Fifth, human approval can become a bottleneck if applied indiscriminately. The point is not to route every action through a person. It is to reserve human authority for actions that are consequential, irreversible, or externally binding.

Practical Takeaways

  1. Start with the workflow, not the prompt. Write down the steps, state transitions, and approval boundaries before deciding where the model belongs.
  2. Use deterministic code wherever correctness can be specified. Validation, filtering, scoring, deduplication, and state transitions should usually not be delegated to an LLM.
  3. Require structured outputs at component boundaries. Free-form text is fine for presentation, but weak for system-to-system handoff.
  4. Persist operational state outside the context window. A fresh agent session should be able to continue from current truth, not reconstruct reality from chat history.
  5. Treat tools and memory as security surfaces. External inputs are untrusted, privileges should be narrow, and high-impact actions should pass through explicit approval and audit paths.[6] [7] [8]

Positioning Note

This note is not academic research. It does not offer a novel formal framework or benchmark.

It is also not a blog-style opinion piece built on metaphor alone. The claims here are grounded in current agent practice, established software design principles, and concrete failure modes that appear when probabilistic components are given weak boundaries.[1] [2] [5]

It is not vendor documentation either. The goal is not to explain one product's recommended usage. The goal is to describe a durable engineering stance that should remain useful across models, frameworks, and orchestration stacks.

Status & Scope Disclaimer

This is exploratory lab work, not a normative standard.

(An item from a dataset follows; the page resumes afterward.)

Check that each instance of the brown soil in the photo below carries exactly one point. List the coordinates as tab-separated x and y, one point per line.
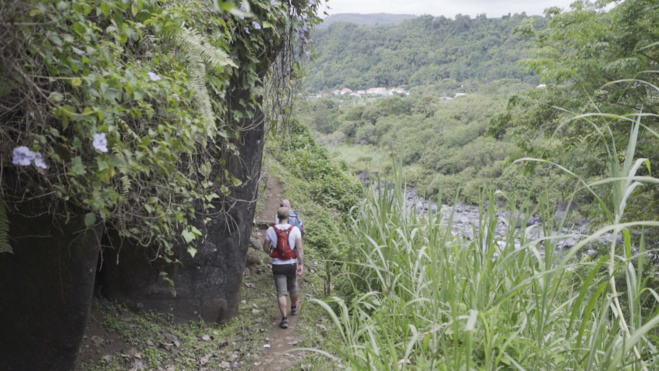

The note synthesizes current practice, reference material, and implementation-oriented reasoning for experienced builders who are deciding how to structure agentic systems. It should be read as a practical design note, not as authoritative guidance or as a claim that one architecture fits every workload. Some of the mechanisms discussed here are well established in software systems, while their application to agentic workflows is still being validated in practice.

References

  1. Angie Jones, Build Systems, Not Code | Agentic AI Foundation, AI Engineer.
  2. Antonio Gulli, Agentic Design Patterns: A Hands-On Guide to Building Intelligent Systems. The book develops complementary patterns including prompt chaining, routing, parallelization, reflection, tool use, planning, memory, exception recovery, human-in-the-loop control, guardrails, and evaluation.
  3. Max Espinoza, Designing Agent Workflows as Environments, Not Prompts.
  4. Max Espinoza, From MLOps to Agent Harness Engineering: Why the Model Is the Small Box and the System Is the Product.
  5. Martin Fowler, Idempotent Receiver.
  6. OWASP, AI Agent Security Cheat Sheet.
  7. OWASP, LLM Prompt Injection Prevention Cheat Sheet.
  8. OWASP GenAI Security Project, LLM01:2025 Prompt Injection.